Dengan cepat Jendral segera melajukan mobilnya, tidak memberi jawaban lewat kalimat namun langsung bukti di hadapan Jevano.
“Nyebelin banget setan!” seru Jevano. Sementara Jendral terkekeh pelan.
“Lo sering-sering bawa mobil deh. Nanti lama-lama lo lupa gimana caranya bawa mobil. Gimana mau pergi sendiri?” ucap Jendral secara tiba-tiba. Membuat Jevano menaikkan sebelah alisnya.
“Dih apaan sih ngomongnya? Kan ada lo. Ngapain juga gue harus sendirian, kan lo selalu nemenin gue.”
Jendral tersenyum tipis, “Gue kan cuma bilang aja. Lo harus bisa gerak sendiri, Jev. Gue gak mungkin selamanya sama lo, kan?”
Tak ada suara dari Jevano. Bahkan setelah 10 menit berlalu tetap tak ada pembicaraan. Suasana terlalu awkward bagi mereka berdua.
Beberapa saat kemudian, Jendral memberhentikan mobilnya di depan sebuah minimarket, sebelum turun ia menoleh ke arah Jevano, “Mau apa?”
“Jangan ikut turun, hujan masih deres.” Lanjutnya lagi.
“Apa aja.” jawab Jevano. Sejujurnya ia masih kesal dengan ucapan Jendral tadi.
Setelahnya Jendral turun dan tak sampai 10 menit kemudian ia kembali masuk ke mobil.
“Es krim.” kata Jendral sambil memberi es krim ke Jevano.
“Kok?” tanya Jevano bingung.
“Lo lagi ngambek, jadi kuncinya cuma ini. Dikit aja, sisanya simpen di rumah.”
“Makasih…”
Jendral mengangguk pelan, lalu segera melakukan mobilnya. Jalanan sedikit sepi dan semakin susah dilihat karena derasnya hujan.

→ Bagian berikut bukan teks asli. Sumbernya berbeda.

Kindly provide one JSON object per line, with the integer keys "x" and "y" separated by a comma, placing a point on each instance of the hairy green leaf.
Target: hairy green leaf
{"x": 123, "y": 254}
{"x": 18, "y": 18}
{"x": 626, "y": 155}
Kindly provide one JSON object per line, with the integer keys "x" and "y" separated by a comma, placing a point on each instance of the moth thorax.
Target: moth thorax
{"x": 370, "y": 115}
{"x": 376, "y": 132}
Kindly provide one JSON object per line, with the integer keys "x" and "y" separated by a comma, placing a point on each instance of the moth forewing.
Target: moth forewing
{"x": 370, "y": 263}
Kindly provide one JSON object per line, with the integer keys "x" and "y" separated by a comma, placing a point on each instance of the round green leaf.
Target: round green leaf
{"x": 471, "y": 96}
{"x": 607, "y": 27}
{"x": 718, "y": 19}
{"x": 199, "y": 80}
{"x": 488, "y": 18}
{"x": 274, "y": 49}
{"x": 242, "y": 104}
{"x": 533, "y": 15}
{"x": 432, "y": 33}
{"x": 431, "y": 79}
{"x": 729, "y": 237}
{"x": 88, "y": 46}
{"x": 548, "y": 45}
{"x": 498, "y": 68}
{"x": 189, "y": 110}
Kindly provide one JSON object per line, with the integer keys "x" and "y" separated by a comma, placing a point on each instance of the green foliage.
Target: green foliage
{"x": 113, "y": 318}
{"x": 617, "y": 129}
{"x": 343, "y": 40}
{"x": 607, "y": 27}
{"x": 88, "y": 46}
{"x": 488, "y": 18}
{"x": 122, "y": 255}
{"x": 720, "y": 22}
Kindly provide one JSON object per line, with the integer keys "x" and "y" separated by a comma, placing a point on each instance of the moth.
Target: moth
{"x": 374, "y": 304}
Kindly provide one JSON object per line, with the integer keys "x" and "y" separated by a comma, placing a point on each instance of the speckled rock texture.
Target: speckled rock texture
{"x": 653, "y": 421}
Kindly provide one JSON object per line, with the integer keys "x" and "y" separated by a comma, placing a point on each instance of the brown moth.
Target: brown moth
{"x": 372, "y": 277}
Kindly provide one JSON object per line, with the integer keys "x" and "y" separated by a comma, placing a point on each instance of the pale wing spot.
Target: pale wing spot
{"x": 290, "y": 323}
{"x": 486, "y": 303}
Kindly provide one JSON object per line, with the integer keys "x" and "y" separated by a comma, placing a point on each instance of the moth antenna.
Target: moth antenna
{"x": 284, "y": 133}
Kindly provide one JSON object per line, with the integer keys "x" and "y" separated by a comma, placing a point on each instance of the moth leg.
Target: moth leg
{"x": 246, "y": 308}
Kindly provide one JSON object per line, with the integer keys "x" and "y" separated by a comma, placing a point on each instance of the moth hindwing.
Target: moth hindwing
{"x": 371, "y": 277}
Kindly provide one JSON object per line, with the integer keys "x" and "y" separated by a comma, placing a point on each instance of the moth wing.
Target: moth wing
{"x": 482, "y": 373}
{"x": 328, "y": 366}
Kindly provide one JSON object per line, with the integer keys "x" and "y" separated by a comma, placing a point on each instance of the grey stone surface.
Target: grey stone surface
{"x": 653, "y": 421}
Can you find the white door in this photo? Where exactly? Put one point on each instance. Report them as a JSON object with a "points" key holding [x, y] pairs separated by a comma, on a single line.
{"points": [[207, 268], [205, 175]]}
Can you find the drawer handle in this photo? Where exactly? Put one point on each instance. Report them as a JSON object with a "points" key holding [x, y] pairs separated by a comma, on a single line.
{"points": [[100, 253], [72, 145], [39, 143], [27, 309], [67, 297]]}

Jevano kemudian membuka es krim yang diberikan oleh Jendral, baru mau menyendokkan es krimnya, mobil bergoyang dan sendoknya terjatuh di dekat kaki Jendral,
“Jen itu sendoknya jatoh di kaki lo.” adu Jevano.
cw // tw // car crash
Membuat Jendral menunduk dan melihat dimana sendok itu berada, lalu kemudian ia menunduk untuk mengambil sendok tersebut.
Layaknya hujan yang datang tanpa aba-aba.
Mobil dari arah berlawanan juga datang tanpa aba-aba.
Jendral tak menyadari kalau setirnya terlalu ke kanan saat itu. Yang membuat mobilnya keluar jalur.
“Jendral!” teriak Jevano.
Jendral mengangkat kepalanya, menyadari situasi yang akan terjadi, ia segera memindahkan kedua tangannya, menutupi tubuh Jevano, “JEVANO NUNDUK!”
Dan tabrakan itu tak dapat di hindari.
Mobil terbalik beberapa kali, di dalam sana, ada seseorang yang berusaha bertahan dan ada seseorang yang berusaha melindungi.
Semuanya terjadi begitu cepat sebelum dunia terasa gelap.